The optimal way of locating intelligence on the dark web is via a hybrid approach that combines manual searches and automatic algorithms, according to Intsights executive Gal Genut.  He says online threats are here to stay so we need to make sure that we have the right tools to prioritize our resources

Locating pearls of intelligence in the depths of the dark web is a challenge for even experienced analysts.  

It requires the right balance of manual and automatic methods because the dynamic of the "clear" web does not exist, as Gal Genut of Intsights pointed out on January 30 at the Cybertech Global 2020 conference.  

"There is no Google-like search engine. It's not indexed. So if you want to learn and identify trends and specific acts in the dark web, you need to do something unusual," said Genut, vice president of the company's Intelligence and Operations division.

He oversees the daily operations of the company's analysts and research teams.

One way to locate intelligence is the manual approach. "In this methodology you can find analysts or researchers trying to explore the dark web, looking for different forums and trying to do queries and looking for different assets of their clients or their interests. They explore and they go from one forum to another and have their own index of interesting sources," according to the executive.
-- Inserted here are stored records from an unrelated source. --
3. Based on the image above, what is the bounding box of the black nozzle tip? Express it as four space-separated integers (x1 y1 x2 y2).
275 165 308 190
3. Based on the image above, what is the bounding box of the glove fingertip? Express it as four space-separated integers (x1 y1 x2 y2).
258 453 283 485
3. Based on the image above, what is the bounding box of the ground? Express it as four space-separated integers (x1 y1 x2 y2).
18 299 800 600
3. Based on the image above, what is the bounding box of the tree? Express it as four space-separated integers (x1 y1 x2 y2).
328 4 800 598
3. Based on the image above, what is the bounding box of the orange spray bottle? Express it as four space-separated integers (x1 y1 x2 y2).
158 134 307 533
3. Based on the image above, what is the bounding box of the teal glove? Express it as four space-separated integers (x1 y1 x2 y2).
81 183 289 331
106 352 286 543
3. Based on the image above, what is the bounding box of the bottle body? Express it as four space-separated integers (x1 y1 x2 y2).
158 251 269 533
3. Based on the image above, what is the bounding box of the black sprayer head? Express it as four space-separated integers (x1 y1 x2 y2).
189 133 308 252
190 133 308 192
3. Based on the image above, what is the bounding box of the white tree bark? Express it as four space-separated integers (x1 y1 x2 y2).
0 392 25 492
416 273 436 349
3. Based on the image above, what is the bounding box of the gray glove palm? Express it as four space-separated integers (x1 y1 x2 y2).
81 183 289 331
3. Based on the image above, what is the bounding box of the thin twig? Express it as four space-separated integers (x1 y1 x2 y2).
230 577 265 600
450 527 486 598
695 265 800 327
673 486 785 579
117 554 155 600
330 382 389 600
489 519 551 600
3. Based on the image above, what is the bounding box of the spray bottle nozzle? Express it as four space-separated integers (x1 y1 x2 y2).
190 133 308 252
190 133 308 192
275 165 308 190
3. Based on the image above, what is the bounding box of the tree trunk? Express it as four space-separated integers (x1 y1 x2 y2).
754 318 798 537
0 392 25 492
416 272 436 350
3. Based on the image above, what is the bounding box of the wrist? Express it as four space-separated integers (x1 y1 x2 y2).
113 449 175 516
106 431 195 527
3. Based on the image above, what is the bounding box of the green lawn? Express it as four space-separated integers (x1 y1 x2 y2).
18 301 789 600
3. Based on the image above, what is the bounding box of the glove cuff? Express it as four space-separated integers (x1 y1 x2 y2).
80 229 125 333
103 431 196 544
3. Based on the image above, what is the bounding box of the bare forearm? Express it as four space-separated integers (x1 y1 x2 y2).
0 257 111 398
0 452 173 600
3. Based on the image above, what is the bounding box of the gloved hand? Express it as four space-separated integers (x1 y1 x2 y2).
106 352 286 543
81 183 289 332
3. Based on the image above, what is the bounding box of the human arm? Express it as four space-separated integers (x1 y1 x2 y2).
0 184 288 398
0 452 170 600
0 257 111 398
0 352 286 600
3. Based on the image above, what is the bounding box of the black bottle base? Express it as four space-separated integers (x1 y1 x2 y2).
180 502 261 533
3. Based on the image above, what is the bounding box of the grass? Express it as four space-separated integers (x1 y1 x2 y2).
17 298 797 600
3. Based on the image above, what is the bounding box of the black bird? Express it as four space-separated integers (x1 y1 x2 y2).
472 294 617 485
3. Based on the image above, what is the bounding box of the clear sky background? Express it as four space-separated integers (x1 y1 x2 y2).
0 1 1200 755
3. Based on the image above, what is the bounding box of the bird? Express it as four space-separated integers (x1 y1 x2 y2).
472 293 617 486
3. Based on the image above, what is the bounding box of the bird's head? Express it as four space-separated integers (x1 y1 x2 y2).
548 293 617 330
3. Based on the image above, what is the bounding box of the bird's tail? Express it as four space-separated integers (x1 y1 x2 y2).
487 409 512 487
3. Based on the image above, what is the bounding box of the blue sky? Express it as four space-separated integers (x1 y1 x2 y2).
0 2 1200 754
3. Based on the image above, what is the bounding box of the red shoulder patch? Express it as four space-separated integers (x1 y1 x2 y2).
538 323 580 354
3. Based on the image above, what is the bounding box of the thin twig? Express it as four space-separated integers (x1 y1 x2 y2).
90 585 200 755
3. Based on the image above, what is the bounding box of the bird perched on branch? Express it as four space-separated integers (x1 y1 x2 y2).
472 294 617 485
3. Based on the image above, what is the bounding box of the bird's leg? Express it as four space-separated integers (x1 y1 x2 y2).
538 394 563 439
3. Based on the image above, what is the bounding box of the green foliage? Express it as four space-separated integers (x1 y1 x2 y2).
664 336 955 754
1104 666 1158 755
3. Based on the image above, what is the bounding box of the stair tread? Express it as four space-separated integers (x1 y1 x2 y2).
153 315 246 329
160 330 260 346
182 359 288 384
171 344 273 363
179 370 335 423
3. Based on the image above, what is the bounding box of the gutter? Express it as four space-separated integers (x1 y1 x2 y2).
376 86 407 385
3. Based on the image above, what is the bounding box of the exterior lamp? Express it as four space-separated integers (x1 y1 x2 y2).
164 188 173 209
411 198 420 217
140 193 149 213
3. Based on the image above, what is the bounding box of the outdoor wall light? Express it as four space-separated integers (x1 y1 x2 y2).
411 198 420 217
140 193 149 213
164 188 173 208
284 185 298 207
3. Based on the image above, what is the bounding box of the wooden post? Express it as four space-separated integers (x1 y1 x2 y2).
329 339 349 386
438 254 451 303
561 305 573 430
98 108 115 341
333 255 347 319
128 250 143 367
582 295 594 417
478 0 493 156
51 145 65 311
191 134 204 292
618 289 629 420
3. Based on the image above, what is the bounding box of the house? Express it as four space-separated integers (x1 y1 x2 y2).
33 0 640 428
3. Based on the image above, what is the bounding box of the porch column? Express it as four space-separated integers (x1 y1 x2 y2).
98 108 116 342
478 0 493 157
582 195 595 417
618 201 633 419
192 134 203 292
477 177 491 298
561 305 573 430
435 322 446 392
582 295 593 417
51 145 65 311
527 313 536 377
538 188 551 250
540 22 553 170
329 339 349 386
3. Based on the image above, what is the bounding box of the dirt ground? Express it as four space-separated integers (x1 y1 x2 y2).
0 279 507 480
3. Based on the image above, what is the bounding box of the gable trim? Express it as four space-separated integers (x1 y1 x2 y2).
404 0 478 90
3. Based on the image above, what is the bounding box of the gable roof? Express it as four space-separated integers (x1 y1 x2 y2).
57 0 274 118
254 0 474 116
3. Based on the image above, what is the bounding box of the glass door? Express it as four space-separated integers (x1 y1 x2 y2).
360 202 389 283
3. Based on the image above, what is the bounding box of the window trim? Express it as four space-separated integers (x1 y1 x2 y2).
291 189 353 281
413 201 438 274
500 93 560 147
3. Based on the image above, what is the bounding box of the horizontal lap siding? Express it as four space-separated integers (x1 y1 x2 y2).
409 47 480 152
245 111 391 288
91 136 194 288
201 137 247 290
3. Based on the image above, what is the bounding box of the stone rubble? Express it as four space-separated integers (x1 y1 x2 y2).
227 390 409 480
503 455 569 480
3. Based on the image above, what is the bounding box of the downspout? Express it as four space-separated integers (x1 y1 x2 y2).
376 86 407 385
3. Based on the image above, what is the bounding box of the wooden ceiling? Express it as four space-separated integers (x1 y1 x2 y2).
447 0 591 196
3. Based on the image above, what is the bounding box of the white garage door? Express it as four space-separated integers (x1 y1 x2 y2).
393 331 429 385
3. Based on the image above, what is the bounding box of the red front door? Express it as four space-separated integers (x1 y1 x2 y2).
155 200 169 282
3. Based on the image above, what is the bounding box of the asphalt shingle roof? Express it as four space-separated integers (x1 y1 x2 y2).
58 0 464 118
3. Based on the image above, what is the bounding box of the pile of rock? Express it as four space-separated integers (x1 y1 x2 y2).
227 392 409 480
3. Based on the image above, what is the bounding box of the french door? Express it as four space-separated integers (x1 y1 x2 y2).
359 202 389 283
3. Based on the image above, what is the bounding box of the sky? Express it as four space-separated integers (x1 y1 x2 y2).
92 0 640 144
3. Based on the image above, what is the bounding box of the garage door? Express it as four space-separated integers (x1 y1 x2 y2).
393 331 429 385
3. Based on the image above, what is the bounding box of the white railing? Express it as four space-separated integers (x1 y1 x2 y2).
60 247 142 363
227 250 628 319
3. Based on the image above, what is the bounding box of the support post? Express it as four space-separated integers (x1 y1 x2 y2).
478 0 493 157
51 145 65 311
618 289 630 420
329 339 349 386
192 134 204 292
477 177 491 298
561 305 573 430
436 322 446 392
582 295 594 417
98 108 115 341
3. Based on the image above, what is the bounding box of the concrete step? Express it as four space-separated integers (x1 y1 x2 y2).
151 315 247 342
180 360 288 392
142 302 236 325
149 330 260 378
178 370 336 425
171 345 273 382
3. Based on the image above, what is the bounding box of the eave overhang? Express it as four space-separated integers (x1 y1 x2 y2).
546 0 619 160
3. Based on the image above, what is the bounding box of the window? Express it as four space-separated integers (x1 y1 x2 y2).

Genut said there are a lot of advantages to this approach because the analysts and researchers use the best tool that exists, the human mind, and they find very interesting data. But there are also disadvantages. For example, it is very difficult to scale this approach and it is not easy to monitor the dark web 24 hours a day, seven days a week, he said.

Another way of finding intelligence is the automatic approach that mainly involves collecting data and creating very big offline databases. But to create these databases it is necessary to find the right sources. This approach, Genut said, is mainly an effort "to create tools for scraping and crawling and jumping from one source to another." The collected data is analyzed using such methods as big data, algorithms, artificial intelligence, and machine learning. "The big goal here is to find the needle in the haystack, to try to find, from all of this data, the one alert that really counts."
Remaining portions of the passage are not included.